Some habitable worlds is fine (and good for producing food) but there are also plenty of worlds in BT that aren't very habitable at all, yet valuable for reasons like natural resource extraction. I think what would be more realistic is that a deep periphery realm has a mix of both. You've got a few rather pleasant worlds in there, and a few that are pretty hostile but you can't resist what they have to offer.
You'd want some of that. Some natural resources and raw materials to work with. At first you can just cultivate them and use them yourself or perhaps export them (or both) to build up some basic industry.

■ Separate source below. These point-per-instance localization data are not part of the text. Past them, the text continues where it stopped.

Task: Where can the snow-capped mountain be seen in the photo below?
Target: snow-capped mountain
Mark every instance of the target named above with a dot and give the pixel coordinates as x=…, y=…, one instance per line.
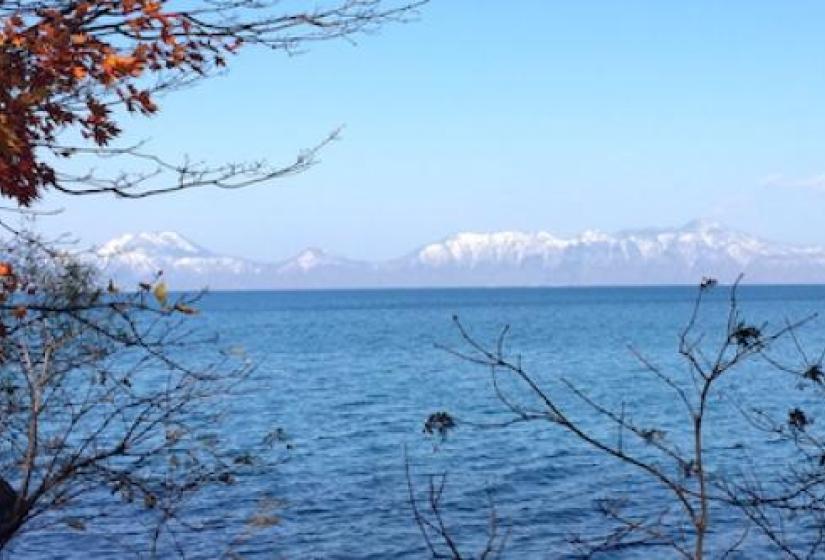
x=134, y=257
x=651, y=256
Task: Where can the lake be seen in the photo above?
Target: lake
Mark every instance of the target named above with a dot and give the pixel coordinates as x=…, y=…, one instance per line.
x=351, y=376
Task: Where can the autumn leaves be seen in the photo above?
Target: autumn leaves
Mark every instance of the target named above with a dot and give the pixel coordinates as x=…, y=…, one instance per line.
x=70, y=65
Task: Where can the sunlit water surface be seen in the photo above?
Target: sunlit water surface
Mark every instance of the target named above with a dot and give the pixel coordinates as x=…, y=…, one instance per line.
x=350, y=377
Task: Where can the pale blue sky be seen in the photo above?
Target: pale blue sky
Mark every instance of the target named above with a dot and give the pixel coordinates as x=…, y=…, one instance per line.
x=508, y=114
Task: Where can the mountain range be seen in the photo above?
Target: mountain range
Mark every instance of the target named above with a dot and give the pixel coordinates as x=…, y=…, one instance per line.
x=639, y=257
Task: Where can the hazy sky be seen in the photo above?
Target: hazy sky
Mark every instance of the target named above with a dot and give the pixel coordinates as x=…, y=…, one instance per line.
x=508, y=114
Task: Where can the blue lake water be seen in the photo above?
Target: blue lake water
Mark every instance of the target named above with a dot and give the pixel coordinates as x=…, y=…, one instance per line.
x=350, y=376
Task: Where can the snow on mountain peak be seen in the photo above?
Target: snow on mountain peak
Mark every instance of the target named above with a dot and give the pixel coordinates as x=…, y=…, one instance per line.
x=512, y=258
x=163, y=242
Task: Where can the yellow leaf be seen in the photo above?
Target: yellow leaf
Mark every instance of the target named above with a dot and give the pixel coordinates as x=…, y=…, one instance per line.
x=185, y=309
x=161, y=292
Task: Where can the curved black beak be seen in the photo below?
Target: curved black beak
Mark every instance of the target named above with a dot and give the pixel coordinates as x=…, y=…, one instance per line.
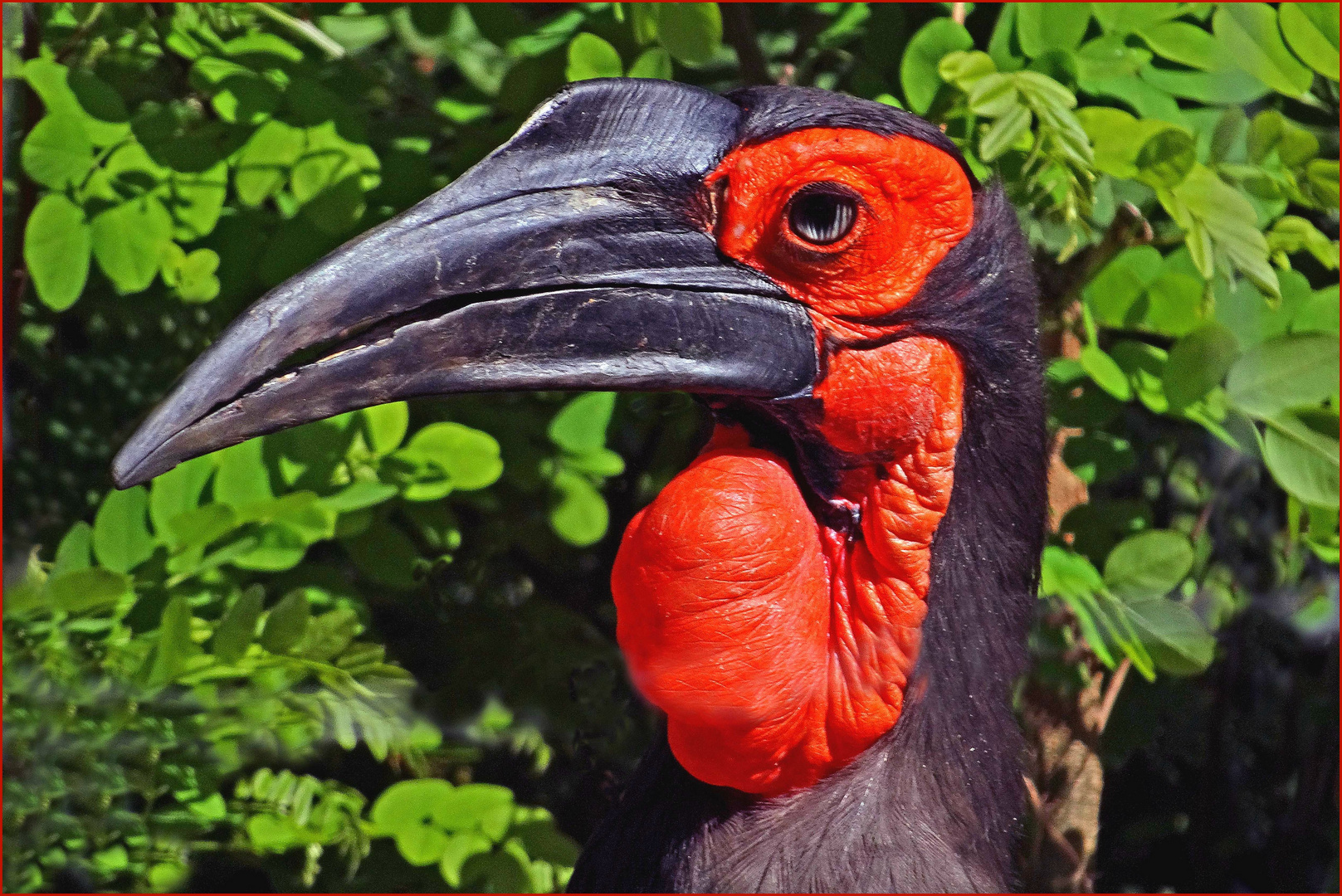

The eventual goal would be to build up some domestic industry. The ability to make your own 'mechs, vehicles, infantry weapons, fighters, jumpships, dropships. Even if it's a fairly limited range of items and you are still semi-reliant on imports, it's important to have something that offers the ability to build and repair/maintain those kind of assets. For simplicity's sake I only listed military relevant items, but you'd need a whole host of civilian industries as well for a lot of the same reasons.
Realistically, it could take generations to create that. It's easy to imagine a deep periphery power with a backstory in which they've trotted along in basic survival mode, importing everything for generations, numerous setbacks along the way (pirates, pestilence, crop failures, natural disasters, plagues, in-fighting etc.), until they hit a critical mass of population and industry (along with education) where the pace of development began to speed up.
It's also easy to imagine that it started as a whole bunch of individual, separate colonization efforts. That those 12 worlds or so were first inhabited through at least 12 independent efforts that weren't cooperating with each other much at all. By and large, that's how it has happened, most of the time through Battletech's history, including the early colonization stories of the Great Houses. Each world was somebody's pet project colonization effort in and of itself. Some were independent, some were sponsored. Only later did the people on those worlds begin to work together or join a growing multi-planet society like a Great House.
In the earliest days, it's easy to imagine these efforts even represent different colonization efforts on the same planet. Corporation A decides to set up a colony in those mountains to extract metals, everyone they send is a corporate employee and their famlies, some will become semi-permanent residents, others are completely transient. Colony Group B consists of expatriates from a Great House that pooled their resources together and set off on their own to build a new life for themselves and they land and build a colony about 600 kilometers from Corporation A. On a sparsely populated world with a handful of colonies on them, there's no instant "global society" it takes time to build that. Until then groups could exist with little or no contact with each other for some time.
The alternative to that is like a mass migration, not just people but also all the equipment and expertise needed to get everything off the ground in a year or 10. Which probably means the deep periphery power was really sponsored or owned/controlled by an existing party that put together a massive colonization mission. Along with sending people, they packaged together the necessities needed to establish a few shipyards/factories right away, and dispatched some military forces or mercenaries, giving the effort a tremendous head-start.